Me: here is what made yesterday such a thunderstorm at sea....the captian spent the late hours at sea ready to cry (because he had salty air in his eyes of course!..HA!) because he felt maybe he should have stuck with being an airplane pilot instead of crossing over to water navigation especially when all his life he has never had any interest in the water
Friend: wow -- the captain has some very deep emotions.
Friend: (sorry... just picturing a tough old man in my head, on a boat, crying)
Me: yes...yes HE does (note the masculine pronoun it OBVIOUSLY wasn't me) ;-)
Friend: But I hear ya -- back when I was sailing all summer... I had days like that too
Friend: and mama said there'd be days like that
Friend: But... I spent a lot of my time thinking... why did I go into sailing when I could have stuck w/ Psychology. So, I just ended up going with the flow of the seas to some degree
Me: it kinda sucks because like yesterday the crew were asking the captain questions about where to fish and the captain was like, "I don't know, I'm just driving..."

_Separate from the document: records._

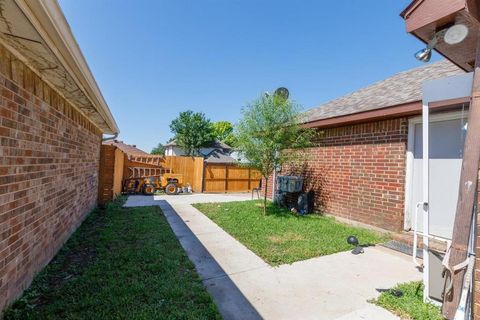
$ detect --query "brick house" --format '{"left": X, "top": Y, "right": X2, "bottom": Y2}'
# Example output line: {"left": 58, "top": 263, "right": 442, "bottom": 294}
{"left": 266, "top": 60, "right": 464, "bottom": 232}
{"left": 0, "top": 0, "right": 118, "bottom": 311}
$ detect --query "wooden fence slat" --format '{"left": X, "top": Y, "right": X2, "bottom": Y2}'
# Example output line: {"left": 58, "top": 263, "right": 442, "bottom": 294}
{"left": 203, "top": 163, "right": 261, "bottom": 193}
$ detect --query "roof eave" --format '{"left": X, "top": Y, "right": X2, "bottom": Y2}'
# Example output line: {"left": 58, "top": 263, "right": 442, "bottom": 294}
{"left": 400, "top": 0, "right": 424, "bottom": 19}
{"left": 13, "top": 0, "right": 119, "bottom": 134}
{"left": 302, "top": 101, "right": 423, "bottom": 129}
{"left": 302, "top": 97, "right": 471, "bottom": 129}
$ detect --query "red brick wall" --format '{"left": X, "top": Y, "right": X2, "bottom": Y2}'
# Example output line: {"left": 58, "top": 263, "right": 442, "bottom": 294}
{"left": 266, "top": 118, "right": 408, "bottom": 231}
{"left": 0, "top": 45, "right": 102, "bottom": 311}
{"left": 98, "top": 144, "right": 116, "bottom": 206}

Friend: Well you know -- the crew should realize that the captain is a temporary, first time captain -- the captain hasn't been sailing these kinds of seas like the others may have. These are new waters -- waters they haven't had where we came from. Waters we haven't seen in our short 23/24 years.
Me: right right
Friend: Sometimes it takes getting lost in the sea to learn the most...And lemme tell ya... getting lost is SCARY! But, so worth it in the end.
Me: oh i TOTALLY agree!
Me: yeah....and honestly, the captian knows that....but....

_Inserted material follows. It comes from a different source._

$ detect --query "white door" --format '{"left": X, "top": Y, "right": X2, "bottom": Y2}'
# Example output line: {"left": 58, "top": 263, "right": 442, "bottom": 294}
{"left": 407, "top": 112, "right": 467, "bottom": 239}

Friend: I figured, the captain is a smart person.
Me: what it really boils down too, and what he really wonders, is if he is really cut out for sailing, or even air-flight for that matter....he finds himself not even knowing what to tell the crew when he is in familiar territory, familiar territory as in sitting on a plane, and they have come to him for advice....he feels like he can empathize well, but offering advice....he has no idea…and maybe he just hasn't been prepared, but for goodness sakes, he will be taking his test for sailing licensing before he knows it and time is running out, for goodness sakes, he has already been thrown out to sea and is being questioned and even expected to have the answers and he is like, “I don't know”

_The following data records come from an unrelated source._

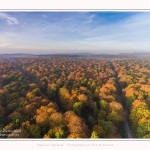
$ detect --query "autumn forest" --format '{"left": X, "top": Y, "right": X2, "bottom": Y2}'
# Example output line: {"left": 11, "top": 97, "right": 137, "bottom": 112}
{"left": 0, "top": 54, "right": 150, "bottom": 138}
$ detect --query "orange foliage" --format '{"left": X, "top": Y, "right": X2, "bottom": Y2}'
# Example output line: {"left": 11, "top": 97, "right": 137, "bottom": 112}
{"left": 77, "top": 94, "right": 88, "bottom": 103}
{"left": 131, "top": 100, "right": 146, "bottom": 108}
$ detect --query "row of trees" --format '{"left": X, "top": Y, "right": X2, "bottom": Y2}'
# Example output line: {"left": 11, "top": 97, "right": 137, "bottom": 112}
{"left": 113, "top": 59, "right": 150, "bottom": 138}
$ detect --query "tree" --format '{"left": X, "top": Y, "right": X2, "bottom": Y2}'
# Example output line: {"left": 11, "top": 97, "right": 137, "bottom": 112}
{"left": 108, "top": 101, "right": 123, "bottom": 116}
{"left": 41, "top": 99, "right": 50, "bottom": 106}
{"left": 22, "top": 103, "right": 36, "bottom": 117}
{"left": 47, "top": 126, "right": 67, "bottom": 138}
{"left": 90, "top": 81, "right": 96, "bottom": 92}
{"left": 77, "top": 94, "right": 88, "bottom": 104}
{"left": 73, "top": 102, "right": 83, "bottom": 116}
{"left": 49, "top": 112, "right": 64, "bottom": 128}
{"left": 100, "top": 100, "right": 108, "bottom": 110}
{"left": 29, "top": 125, "right": 42, "bottom": 138}
{"left": 143, "top": 134, "right": 150, "bottom": 138}
{"left": 87, "top": 116, "right": 96, "bottom": 128}
{"left": 98, "top": 110, "right": 107, "bottom": 120}
{"left": 59, "top": 87, "right": 70, "bottom": 110}
{"left": 55, "top": 128, "right": 66, "bottom": 138}
{"left": 98, "top": 119, "right": 114, "bottom": 134}
{"left": 6, "top": 99, "right": 19, "bottom": 112}
{"left": 32, "top": 88, "right": 41, "bottom": 96}
{"left": 26, "top": 92, "right": 35, "bottom": 99}
{"left": 136, "top": 123, "right": 150, "bottom": 138}
{"left": 36, "top": 112, "right": 49, "bottom": 126}
{"left": 90, "top": 131, "right": 99, "bottom": 138}
{"left": 126, "top": 94, "right": 136, "bottom": 108}
{"left": 47, "top": 84, "right": 58, "bottom": 100}
{"left": 130, "top": 106, "right": 150, "bottom": 131}
{"left": 94, "top": 88, "right": 99, "bottom": 99}
{"left": 91, "top": 125, "right": 105, "bottom": 138}
{"left": 64, "top": 111, "right": 89, "bottom": 138}
{"left": 80, "top": 78, "right": 87, "bottom": 86}
{"left": 107, "top": 111, "right": 123, "bottom": 124}
{"left": 92, "top": 102, "right": 98, "bottom": 118}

Friend: Well, like we talked about in my field training class, the first sailing experience is often a time when sailing students find that they just aren't cut out for that particular type of sailing -- but there are so many more areas of sailing.
Me: yes, i totally agree...and honestly, I'm pretty sure the captain realizes he isn't all that interested in pursuing further journeys in this sea, but he is confused on if he will be any good in ANY sea, even the ones he always thought he was interested in sailing

So that is that, but I want to end with a quick point and story. The point I want to get out there is that I can honestly say I've enjoyed my client contact thus far! And as many of you have said, as well as I knew going into this, I will probably get more out of this than my clients ever will, and this if very true. Just yesterday I was having lunch with a client (and yes, I've eaten lunch with clients the past two days) and it was just myself and the client and we were talking and at one point she stopped and goes, "You aren't from down here are you?" And I said, "No, actually I'm not, but what suggested that to you?" And I think, while she was obviously correct in her assumption, she wasn't sure exactly how she knew, but she covered with a response that meant more to me than a "logical" answer such as, "your accent" would have. She paused for a moment, I think struggling to figure out why she had come to that assumption and said, "Well, you have an intelligence and confidence about yourself with how you talk and present yourself."

Exactly, how that would distinguish me as someone from not around here, I’m still yet to figure that out, but whatever the case, she put a smile on my face, and I was able to think back on that during the times when I felt tears welling up in the back of my eyes the rest of the afternoon.